---
name: generate-functional-from-backend
description: >
  Generate the System / External System half of the functional graph from a
  backend repo (REST routes, GraphQL operations, queue / event / cron handlers)
  using a rooted per-entry-point sub-agent depth pass. The parent discovers
  entry points; an installed agent (breeze:backend-flow-structuring-agent)
  processes ONE EP per run — reads the handler + every injected service,
  enumerates DTO / enum / validation fields, runs a branch & error-path audit,
  traces side effects, self-validates (schema / rule-a / chain / persona /
  citations / coverage / polymorphic split), writes the payload to disk, and
  POSTs directly to /functional-graph/v2/upsert with an api-key header (no MCP
  argument-size clipping). Use when: generate functional from backend, backend
  to functional, backend functional pass.
argument-hint: "[repo-path]"
---

## Project

This skill is project-bound — it needs a `projectUuid`. Resolve it per `CLAUDE.md` at the plugin root: a `--project <name|uuid>` flag, a bare UUID, or a natural-language project hint in the prompt → otherwise the `projectUuid` in `.breeze.json`. A per-invocation override applies to that invocation only and must NOT mutate `.breeze.json`. If no project resolves, list accessible projects via `Call_List_Project_` and ask the user to pick (or run `/breeze:project setup`). Announce the active project on the first response line: `Project: <name> (<uuid>)`. Auth handling on Breeze MCP 401s is also covered in `CLAUDE.md` (point the user at `/breeze:project auth`).

## What this skill does

Transforms a backend repo into the **System / External System** half of the
functional graph (Persona > Outcome > Scenario > Step > Action), with API calls
captured structurally in `action.apis[]`.

```
generate-functional-from-ui   -> User-persona scenarios
generate-functional-from-backend -> System-persona scenarios   (this skill)
```

The two passes are fully independent — they share the functional graph as the
only common surface (idempotent merge by outcome name).

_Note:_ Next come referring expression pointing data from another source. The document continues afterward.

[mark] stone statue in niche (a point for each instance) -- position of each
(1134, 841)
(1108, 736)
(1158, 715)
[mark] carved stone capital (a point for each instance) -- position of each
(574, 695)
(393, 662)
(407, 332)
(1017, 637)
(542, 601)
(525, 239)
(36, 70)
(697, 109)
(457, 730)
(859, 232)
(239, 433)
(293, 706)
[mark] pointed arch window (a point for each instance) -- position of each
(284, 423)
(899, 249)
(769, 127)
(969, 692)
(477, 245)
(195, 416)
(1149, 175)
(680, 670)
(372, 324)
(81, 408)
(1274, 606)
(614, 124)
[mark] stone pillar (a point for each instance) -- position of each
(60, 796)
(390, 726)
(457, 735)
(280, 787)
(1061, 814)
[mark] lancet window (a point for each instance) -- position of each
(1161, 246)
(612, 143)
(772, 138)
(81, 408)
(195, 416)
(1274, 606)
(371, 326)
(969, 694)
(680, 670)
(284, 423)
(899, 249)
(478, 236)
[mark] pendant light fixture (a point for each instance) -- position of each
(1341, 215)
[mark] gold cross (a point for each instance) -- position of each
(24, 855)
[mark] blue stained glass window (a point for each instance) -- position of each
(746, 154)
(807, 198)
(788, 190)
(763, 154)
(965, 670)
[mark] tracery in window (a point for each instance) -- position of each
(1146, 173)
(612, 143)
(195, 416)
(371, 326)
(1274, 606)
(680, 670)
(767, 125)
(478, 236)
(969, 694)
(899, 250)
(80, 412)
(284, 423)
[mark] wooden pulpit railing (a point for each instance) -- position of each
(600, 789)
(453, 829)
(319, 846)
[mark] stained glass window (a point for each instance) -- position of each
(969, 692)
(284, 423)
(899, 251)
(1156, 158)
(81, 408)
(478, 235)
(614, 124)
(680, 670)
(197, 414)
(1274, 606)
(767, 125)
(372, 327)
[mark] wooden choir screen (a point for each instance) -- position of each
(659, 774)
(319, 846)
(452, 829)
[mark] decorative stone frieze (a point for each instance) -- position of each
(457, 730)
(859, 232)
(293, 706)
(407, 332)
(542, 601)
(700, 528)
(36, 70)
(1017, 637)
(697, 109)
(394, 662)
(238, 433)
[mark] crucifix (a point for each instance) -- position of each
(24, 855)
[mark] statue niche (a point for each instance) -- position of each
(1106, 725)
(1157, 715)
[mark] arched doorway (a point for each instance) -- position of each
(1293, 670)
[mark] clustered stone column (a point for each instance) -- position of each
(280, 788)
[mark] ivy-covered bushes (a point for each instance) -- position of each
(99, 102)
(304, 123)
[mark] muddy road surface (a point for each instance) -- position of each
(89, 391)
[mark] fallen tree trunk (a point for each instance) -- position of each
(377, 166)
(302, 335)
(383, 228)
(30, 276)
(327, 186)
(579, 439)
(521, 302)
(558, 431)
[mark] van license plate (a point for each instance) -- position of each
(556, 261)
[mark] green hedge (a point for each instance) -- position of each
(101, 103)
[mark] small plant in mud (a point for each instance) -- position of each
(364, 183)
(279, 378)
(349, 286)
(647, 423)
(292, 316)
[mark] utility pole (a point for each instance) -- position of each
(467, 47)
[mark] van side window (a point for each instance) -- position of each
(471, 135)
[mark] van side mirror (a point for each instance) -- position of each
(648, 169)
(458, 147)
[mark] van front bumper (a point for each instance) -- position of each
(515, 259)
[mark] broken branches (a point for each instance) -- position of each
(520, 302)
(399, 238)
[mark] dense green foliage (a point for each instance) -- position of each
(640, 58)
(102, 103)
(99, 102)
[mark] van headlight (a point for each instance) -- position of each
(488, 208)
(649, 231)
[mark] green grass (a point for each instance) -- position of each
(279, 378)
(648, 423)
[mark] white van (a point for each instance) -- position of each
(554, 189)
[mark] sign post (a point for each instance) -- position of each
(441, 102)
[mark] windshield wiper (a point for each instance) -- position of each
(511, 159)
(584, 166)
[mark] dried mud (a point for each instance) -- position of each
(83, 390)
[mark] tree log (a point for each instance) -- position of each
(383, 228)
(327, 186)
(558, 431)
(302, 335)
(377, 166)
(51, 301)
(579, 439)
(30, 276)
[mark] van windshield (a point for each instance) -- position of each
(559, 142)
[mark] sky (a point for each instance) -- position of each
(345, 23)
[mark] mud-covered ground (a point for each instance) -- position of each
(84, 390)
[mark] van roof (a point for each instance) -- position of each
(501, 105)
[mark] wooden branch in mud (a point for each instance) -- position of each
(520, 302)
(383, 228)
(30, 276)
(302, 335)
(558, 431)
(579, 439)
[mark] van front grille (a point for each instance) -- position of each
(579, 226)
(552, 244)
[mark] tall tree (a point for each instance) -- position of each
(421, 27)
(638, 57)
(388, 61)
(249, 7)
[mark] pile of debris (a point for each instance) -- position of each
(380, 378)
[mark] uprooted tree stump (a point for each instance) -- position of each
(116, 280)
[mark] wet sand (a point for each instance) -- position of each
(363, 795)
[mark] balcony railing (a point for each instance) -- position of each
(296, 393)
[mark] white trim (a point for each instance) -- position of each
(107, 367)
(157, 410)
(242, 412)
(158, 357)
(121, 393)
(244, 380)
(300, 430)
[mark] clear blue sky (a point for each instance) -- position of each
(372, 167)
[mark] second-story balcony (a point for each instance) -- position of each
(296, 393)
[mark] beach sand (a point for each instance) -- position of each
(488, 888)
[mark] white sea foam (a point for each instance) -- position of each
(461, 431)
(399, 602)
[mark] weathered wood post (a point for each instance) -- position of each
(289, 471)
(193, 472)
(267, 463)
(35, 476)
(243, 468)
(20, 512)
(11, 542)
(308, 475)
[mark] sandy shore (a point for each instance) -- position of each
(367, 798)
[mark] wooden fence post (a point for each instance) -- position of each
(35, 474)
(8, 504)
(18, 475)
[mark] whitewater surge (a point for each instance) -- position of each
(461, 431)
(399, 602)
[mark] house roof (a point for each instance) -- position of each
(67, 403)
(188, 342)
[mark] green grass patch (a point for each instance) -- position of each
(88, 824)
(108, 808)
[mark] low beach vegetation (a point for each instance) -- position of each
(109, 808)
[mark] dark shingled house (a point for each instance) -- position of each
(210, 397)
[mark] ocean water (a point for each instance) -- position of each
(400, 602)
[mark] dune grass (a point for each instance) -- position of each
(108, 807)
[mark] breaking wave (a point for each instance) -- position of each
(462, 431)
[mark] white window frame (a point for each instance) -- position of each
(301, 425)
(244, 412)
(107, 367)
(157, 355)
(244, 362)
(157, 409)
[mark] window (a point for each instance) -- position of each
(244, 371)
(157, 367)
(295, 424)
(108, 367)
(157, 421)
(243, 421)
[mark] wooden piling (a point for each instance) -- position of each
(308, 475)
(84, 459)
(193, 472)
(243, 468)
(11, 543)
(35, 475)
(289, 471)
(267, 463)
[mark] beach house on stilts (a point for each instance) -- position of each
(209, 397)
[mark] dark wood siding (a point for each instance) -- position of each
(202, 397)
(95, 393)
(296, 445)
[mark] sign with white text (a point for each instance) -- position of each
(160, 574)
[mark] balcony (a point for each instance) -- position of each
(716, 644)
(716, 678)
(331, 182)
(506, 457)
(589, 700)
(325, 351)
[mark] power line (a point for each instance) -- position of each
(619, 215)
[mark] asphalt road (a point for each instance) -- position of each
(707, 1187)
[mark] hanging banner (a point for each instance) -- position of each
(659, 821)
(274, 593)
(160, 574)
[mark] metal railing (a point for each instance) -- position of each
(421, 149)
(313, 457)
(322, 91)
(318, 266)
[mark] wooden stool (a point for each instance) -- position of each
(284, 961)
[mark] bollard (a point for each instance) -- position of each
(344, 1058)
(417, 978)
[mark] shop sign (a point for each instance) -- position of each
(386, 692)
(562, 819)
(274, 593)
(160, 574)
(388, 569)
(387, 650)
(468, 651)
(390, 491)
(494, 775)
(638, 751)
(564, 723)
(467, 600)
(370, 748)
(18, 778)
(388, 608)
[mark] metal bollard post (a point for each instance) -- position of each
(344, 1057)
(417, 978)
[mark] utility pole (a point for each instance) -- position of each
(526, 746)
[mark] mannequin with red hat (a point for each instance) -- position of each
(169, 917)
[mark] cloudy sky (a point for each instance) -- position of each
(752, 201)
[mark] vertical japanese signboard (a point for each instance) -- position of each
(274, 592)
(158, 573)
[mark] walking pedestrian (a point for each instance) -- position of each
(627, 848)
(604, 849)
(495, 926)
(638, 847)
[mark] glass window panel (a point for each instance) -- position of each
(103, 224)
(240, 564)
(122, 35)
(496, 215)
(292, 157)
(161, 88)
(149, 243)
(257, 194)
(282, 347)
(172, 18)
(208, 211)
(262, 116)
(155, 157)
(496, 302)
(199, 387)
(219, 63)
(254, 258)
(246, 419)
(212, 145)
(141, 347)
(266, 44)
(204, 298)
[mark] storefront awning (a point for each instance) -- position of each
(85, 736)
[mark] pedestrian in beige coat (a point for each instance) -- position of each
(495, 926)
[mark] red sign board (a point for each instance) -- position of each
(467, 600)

**Architecture (delegated discovery + rooted per-EP sub-agents):** the parent
(this skill) only orchestrates and runs the user-facing gates. **Discovery** is
delegated to a single `breeze:backend-entrypoint-discovery-agent` that inventories
the repo and writes `entrypoints.json`. The deep **per-EP work** — reading the
handler, drilling into injected services, enumerating fields, tracing side
effects, building + self-validating the payload, and upserting — runs inside
`breeze:backend-flow-structuring-agent`, **one sub-agent per entry point, in
parallel batches of up to 3**. The parent never holds a payload or the raw file
inventory in context; it reads a single summary line back from each sub-agent.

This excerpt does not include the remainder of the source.